Out of the Furnace, perfetto ma senz’anima
Può solo ricevere apprezzamenti Out of the Furnace, il nuovo film del regista americano Scott Cooper, presentato in concorso all’ottava edizione del Festival di Roma. Eppure, non per trovare necessariamente difetti o elementi negativi laddove è difficile scovarne, usciti dalla sala un pizzico di insoddisfazione rimane. Perché se è vero che il lavoro di Cooper così come quello di tutto il cast è impeccabile, il film resta purtroppo ingabbiato in uno schema cinematografico, sia stilistico che narrativo, che non è altro che lo schema classico del cinema americano post New Hollywood, visto, rivisto, rielaborato da mille autori ma in fondo sempre uguale a se stesso.
Sia ben chiaro, ce ne fossero a decine di film così. Tuttavia è lecito richiedere qualcosa in più, aspettarsi un passo in avanti, una nuova prospettiva di indagine della società americana.
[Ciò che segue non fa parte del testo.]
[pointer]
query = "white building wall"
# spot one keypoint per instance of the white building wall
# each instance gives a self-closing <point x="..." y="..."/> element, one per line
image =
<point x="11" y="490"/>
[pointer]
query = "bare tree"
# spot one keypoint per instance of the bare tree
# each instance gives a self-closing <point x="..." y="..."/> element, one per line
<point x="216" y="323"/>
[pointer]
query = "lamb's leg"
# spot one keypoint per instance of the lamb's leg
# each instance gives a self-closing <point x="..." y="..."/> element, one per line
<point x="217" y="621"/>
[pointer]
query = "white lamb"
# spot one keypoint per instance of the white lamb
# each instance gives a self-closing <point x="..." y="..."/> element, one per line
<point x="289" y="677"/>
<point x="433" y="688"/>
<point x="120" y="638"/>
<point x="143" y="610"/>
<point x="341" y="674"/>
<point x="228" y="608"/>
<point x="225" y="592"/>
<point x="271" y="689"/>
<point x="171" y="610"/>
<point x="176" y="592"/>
Senza dubbio di registi e di sceneggiatori che tentano strade ancora non percorse dalla cinematografia hollywoodiana, che rischiano con coraggio, che propongono punti di vista originali e conclusioni non scontate, ne esistono eccome; e allo stesso tempo, forse, non è il “mestierante” Cooper, ottimo confezionatore e pregevole narratore (ricordate Crazy Heart con Jeff Bridges?), il regista giusto da cui aspettarsi e a cui chiedere un lavoro del genere; però guardando Out of the Furnacesi ha la forte sensazione del “già visto”, di un compito perfettamente svolto secondo i dettami della recente tradizione, ma senza una vera e propria anima.
Nel dramma familiare violento portato sullo schermo dal regista, al cui centro è posto lo stretto legame tra due fratelli, uno appena uscito di prigione, l’altro appena tornato dalla guerra, nonché l’opposizione tra due diverse anime della società e della cultura americana, tutto è reso senza sbavature: regia solida, compatta che non accenna perdite di ritmo; attori straordinari, pregni di verità e capaci di ogni piccola sfumatura; una sceneggiatura che non si perde per strada storie e personaggi e che sa dare unità ai tanti (forse troppi) discorsi portati avanti nell’evoluzione narrativa.
Si sente il presente dell’America con la sua crisi economica, si avverte il suo passato, la sua tradizione, la sua cultura e vengono mostrati in maniera efficace le contraddizioni della sua società. Purtroppo però, si vede solo la mano di un grande artigiano e non di autore in grado di infondere un tocco personale al suo lavoro. Rimangono comunque impresse le splendide atmosfere, permeate di dolore e di dramma; rimane l’affascinante cornice del paesaggio americano, qui diviso tra metropoli e mondo rurale; rimangono altresì le performance impressionanti dei protagonisti, da un Christian Bale ancora in stato di grazia passando ad unCasey Affleck mai così bravo ed arrivando infine ai magnifici comprimari Willem Dafoe, Woddy Harrelson e Forest Whitaker. Però, per assurdo, tutto questo è ancora troppo poco per attestareOut of the Furnace nell’eden del grande cinema.